By Melissa Wentarmini
Associate Editor

Libby Lewandowski was 22 when she launched The Dream Bean out of a vintage Volkswagen bus, hauling coffee to music festivals and teaching yoga in the mornings before working the bus all day. Ten years later, she’s bringing some of that festival spirit home.

Stella Fest, a free community celebration marking The Dream Bean’s 10th anniversary, takes place from 10 a.m. to 5 p.m. on Saturday, May 23 at E21733 Braziel Street in Grand Marais. The event is named for Stella, the bus that became both the face of the business and the starting point for everything that followed.

“We started doing festivals with the bus,” Lewandowski said. “It just made sense to bring the festival to the community.”

For the first four years of the business, Lewandowski and Stella traveled regularly to music festivals across the region, building a customer base, event by event, before eventually settling into a more permanent home in Grand Marais.

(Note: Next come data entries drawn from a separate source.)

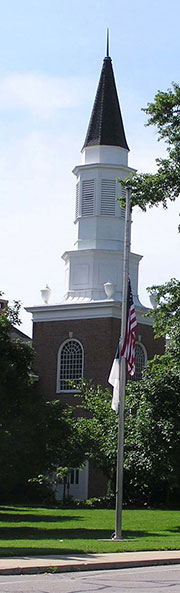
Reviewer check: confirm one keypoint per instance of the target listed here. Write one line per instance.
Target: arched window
(140, 360)
(70, 365)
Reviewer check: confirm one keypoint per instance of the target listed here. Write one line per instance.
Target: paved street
(157, 579)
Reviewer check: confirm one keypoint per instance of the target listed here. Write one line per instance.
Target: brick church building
(78, 337)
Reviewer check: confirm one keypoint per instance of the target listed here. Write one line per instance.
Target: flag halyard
(114, 381)
(128, 348)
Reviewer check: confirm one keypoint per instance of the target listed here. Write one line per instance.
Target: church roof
(106, 125)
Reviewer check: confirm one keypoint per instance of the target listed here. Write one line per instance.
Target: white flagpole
(122, 371)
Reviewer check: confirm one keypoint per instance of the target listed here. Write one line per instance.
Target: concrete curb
(102, 562)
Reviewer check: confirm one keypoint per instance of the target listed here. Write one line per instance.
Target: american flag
(128, 348)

Stella Fest, she said, is intended to reflect much of what shaped those early years: music, community, family and a place for people to simply spend time together.

The day begins with beach yoga from 8:30 to 9:30 a.m., taught by Lewandowski’s stepmother. Both women are certified yoga instructors, and Lewandowski said yoga has long been part of The Dream Bean’s identity. The business also hosts seasonal beach yoga classes each summer, typically during July and August, and she said Stella Fest felt like a natural opportunity to incorporate that part of the business into the anniversary celebration as well.

From there, the celebration shifts into live music and family activities. Hot Flat Pop, an acoustic cover group featuring Lewandowski’s brother, performs from 10 a.m. to 1 p.m., playing what she described as “the playlist we’d listen to on a busy Saturday morning anyway, to get everyone vibing.” Her father will emcee the event, while another brother is also scheduled to perform later in the day.

Throughout the afternoon, attendees can expect a petting zoo, bounce houses, face painting, hair tinsels, cornhole, giant Jenga and coffee-themed craft stations, along with a sensory bin for younger children, hourly giveaways and a prize wheel. 

A chair masseuse will offer 10-minute massages by donation, while hot dogs and Dream Bean drinks will be available for purchase. Free popcorn will also be provided. Organizers are opening the backyard area to give families space to spread out lawn chairs and blankets and stay for the afternoon.

“We just wanted to expand on what we do in general, which is family-friendly and good times,” Lewandowski said.

Beneath the games and music, Stella Fest is also intended as a thank you to the customers who supported The Dream Bean from its earliest days. Lewandowski said she has spent the past several weeks posting throwback photos online from the business’s first year, revisiting the festivals, events and people that helped the company gain its footing.

“All of our customers are so kind and supportive,” she said. “They go the extra mile to leave reviews, to refer their friends. We really want this to be for the community and about them.”

Lewandowski said she has not yet decided whether Stella Fest will become an annual tradition or remain a one-time anniversary celebration, though ideas for future expansion — including a possible coffee garden and even franchising — are beginning to surface as the business enters its second decade.

For now, though, the focus is less on what comes next than on celebrating the bus that started it all and the community that helped keep it going.